Slowbeer also ship across the country - and they have better prices. Samuel Smiths - all their stouts are excellent. Sinha is really quite good as well. Any imperial stout being sold at slowbeer is really good. From my experience, if a brewery bothers to make an imperial stout, they make it damn good.


----------



## Dazza_devil (10/3/10)

The Guiness Anniversary Stout is brewed in Ireland and available here, at least it was. Not a bad drop but a completely different recipe.
The Guiness Foreign Extra Stout is the one I would like to try. Apparently it's a blend made up from unfermented but hopped Irish wort and wort from the import destination so varies from location to location.


----------



## Josh (10/3/10)

phoneyhuh said:


> This is 1000km from me
> 
> Can anyone recommend a good bottle shop in inner Sydney? So far ive found Dan Murphy's & Camperdown Cellers to have the largest range of imported beer.


Try The Local Taphouse for Hargeaves Hill Stout. I think it'd be in the Extra Stout style. I really liked it when I had a couple of large glasses there a month or two back. Big rich malt body, chocolatey and roasty.


----------



## Fourstar (10/3/10)

For a true tropical foreign stout i'd go fro ABC stout, i had it in singapore and it really fits the style well (if you can get it here).

Awesome.


----------



## bradsbrew (10/3/10)

Fourstar said:


> For a true tropical foreign stout i'd go fro ABC stout, i had it in singapore and it really fits the style well (if you can get it here).
> 
> Awesome.
> 
> View attachment 36277



Well it's good to know I am not the only person who pours a beer in the crapper. :lol:


----------



## bum (10/3/10)

He may be the only one who keeps coasters in there though.


----------



## MarkBastard (10/3/10)

citymorgue2 said:


> Bribs is right. when was the last time you had a guinness can and bottles Extra in a close period. i find the cans watery and without that big punch the our aussie extra guinness gives. mind you, you can smash back tap/can guinness.



Good to see others rate this beer.
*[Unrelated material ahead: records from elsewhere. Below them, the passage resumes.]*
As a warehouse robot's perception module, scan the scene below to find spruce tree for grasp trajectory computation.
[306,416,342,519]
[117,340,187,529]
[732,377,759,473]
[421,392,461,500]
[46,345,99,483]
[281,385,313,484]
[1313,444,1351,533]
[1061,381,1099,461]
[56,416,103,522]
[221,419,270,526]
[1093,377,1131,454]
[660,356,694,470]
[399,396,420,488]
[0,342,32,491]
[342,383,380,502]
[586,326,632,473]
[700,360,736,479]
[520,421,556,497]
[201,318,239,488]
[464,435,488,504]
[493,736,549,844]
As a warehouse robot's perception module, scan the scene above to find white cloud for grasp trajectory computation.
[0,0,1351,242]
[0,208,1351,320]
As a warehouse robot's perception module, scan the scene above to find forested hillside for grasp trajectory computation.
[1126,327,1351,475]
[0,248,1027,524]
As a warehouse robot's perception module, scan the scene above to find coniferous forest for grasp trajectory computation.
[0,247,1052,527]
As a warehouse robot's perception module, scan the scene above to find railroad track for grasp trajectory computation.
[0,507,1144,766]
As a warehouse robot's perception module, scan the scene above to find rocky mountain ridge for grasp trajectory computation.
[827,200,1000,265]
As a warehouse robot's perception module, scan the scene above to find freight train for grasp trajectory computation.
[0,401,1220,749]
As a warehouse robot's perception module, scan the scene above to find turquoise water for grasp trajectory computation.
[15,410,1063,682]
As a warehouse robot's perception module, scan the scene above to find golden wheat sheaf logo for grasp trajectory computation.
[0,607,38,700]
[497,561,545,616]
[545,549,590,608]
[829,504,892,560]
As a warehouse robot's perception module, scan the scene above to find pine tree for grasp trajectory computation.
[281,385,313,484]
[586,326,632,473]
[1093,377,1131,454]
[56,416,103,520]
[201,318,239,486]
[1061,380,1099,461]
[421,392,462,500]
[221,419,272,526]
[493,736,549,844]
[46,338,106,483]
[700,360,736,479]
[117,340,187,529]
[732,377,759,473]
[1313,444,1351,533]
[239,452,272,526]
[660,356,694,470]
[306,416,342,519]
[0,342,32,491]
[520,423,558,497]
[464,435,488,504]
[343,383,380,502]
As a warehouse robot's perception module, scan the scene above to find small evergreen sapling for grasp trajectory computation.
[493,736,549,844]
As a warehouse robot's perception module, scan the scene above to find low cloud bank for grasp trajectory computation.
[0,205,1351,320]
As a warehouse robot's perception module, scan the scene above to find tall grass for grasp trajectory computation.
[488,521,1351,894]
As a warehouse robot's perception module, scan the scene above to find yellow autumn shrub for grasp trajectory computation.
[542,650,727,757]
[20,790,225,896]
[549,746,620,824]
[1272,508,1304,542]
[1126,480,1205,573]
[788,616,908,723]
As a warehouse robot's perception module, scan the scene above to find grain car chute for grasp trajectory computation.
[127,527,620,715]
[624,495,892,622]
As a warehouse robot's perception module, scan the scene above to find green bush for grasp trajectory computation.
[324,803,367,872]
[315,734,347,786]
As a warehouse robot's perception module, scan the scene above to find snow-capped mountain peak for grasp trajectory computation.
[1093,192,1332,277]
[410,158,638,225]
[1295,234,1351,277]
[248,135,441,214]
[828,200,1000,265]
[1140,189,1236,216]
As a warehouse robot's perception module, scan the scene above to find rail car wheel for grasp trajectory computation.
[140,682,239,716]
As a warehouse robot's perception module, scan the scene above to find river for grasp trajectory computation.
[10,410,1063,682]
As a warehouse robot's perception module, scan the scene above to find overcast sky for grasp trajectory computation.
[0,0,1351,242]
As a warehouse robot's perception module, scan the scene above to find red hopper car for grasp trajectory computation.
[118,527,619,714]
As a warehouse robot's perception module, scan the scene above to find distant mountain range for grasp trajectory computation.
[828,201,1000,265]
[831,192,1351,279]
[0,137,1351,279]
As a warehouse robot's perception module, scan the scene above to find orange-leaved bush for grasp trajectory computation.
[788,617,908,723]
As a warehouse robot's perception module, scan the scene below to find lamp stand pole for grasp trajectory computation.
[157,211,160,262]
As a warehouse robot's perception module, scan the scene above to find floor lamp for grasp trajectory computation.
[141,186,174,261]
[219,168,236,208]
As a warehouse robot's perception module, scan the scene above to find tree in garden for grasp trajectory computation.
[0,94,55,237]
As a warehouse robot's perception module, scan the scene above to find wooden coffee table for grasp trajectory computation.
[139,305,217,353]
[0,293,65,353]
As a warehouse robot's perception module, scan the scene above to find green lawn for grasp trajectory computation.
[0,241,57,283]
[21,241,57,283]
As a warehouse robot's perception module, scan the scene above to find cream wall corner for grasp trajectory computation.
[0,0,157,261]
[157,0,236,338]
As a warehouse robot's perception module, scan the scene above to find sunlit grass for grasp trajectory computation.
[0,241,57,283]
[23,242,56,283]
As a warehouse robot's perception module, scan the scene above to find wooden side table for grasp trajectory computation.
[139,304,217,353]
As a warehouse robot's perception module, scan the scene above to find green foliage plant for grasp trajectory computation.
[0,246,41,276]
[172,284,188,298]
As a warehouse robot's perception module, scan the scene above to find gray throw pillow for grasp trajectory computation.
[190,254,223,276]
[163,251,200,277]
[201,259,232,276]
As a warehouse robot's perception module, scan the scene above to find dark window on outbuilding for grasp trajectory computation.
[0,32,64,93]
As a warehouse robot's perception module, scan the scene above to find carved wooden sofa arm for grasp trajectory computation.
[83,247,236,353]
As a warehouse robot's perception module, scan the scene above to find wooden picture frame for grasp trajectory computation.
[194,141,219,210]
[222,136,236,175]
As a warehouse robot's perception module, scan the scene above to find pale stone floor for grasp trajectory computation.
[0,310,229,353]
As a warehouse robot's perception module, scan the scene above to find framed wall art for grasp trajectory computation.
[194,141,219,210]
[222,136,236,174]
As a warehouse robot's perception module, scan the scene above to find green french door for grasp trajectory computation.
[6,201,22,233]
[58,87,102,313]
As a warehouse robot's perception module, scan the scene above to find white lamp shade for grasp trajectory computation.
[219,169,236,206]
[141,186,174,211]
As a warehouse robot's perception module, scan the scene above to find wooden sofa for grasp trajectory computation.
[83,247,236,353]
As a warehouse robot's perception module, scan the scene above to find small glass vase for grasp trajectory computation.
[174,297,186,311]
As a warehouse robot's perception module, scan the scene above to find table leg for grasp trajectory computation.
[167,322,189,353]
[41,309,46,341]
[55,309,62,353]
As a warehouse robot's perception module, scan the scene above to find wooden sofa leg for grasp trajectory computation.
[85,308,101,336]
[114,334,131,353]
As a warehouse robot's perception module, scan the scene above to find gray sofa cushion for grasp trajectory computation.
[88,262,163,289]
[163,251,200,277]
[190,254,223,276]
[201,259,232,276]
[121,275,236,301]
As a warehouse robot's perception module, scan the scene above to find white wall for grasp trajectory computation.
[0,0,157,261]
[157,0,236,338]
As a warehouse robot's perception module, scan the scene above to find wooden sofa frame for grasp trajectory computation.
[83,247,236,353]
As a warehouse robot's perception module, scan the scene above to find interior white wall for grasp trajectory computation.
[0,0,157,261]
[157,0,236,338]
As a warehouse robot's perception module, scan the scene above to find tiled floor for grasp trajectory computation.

I too prefer it to the other Guinness versions available in Australia, I guess maybe because it's fresher and has more flavour.

Really great in tallie format.


----------



## bradsbrew (10/3/10)

Mark^Bastard said:


> Good to see others rate this beer. I too prefer it to the other Guinness versions available in Australia, I guess maybe because it's fresher and has more flavour.
> 
> Really great in tallie format.



Absolutely, the stuff in the cans is shite. The bottles have alot more flavour and body. The coopers best extra is what I will buy when I dont have stout in the keg, which isnt very often.


----------



## kegpig (10/3/10)

You cant go past a nice cold abbotsford invalid stout, always a cold one in the back of the fridge in an old city pub


----------



## Fourstar (11/3/10)

bradsbrew said:


> Well it's good to know I am not the only person who pours a beer in the crapper. :lol:





bum said:


> He may be the only one who keeps coasters in there though.



Haha, i was thinking of shopping it out! It's the dog box bathroom we had in the hotel in singapore.

The shitter didnt have a toilet roll holder and was right next to the sink, hence the coasters for glasses in the bathroom. 

Glad the beer didnt taste like the shitter!


----------



## Bribie G (11/3/10)

Was it a squatting dunny? I love those things. I lived in Turkey for a year and it took me ages to get used again to a throne when I got back to the West.


----------



## bum (11/3/10)

Here you go, Bribie.

http://www.naturesplatform.com/


----------



## Bribie G (11/3/10)

My Bum thanks Bum


----------



## Cortez The Killer (11/3/10)

Concur about the Southwark Stout

Very tasty

Cheers


----------



## Fourstar (11/3/10)

BribieG said:


> Was it a squatting dunny? I love those things. I lived in Turkey for a year and it took me ages to get used again to a throne when I got back to the West.



Nope, western throne with a very narrow U bend on it, seems to be the norm in SE Asia. I assume its due to all the curries they eat, nothing realy exits in a solid state. :lol: 



Cortez The Killer said:


> Concur about the Southwark Stout
> Very tasty
> Cheers



Actually, from memory the southwark has some of the qualties that ABC stout has.


----------



## Phoney (11/3/10)

Bum gun's are my favourite things about shitting in SE Asia... I think you'd freeze your nuts off if you used one here for about 9 months of the year...


----------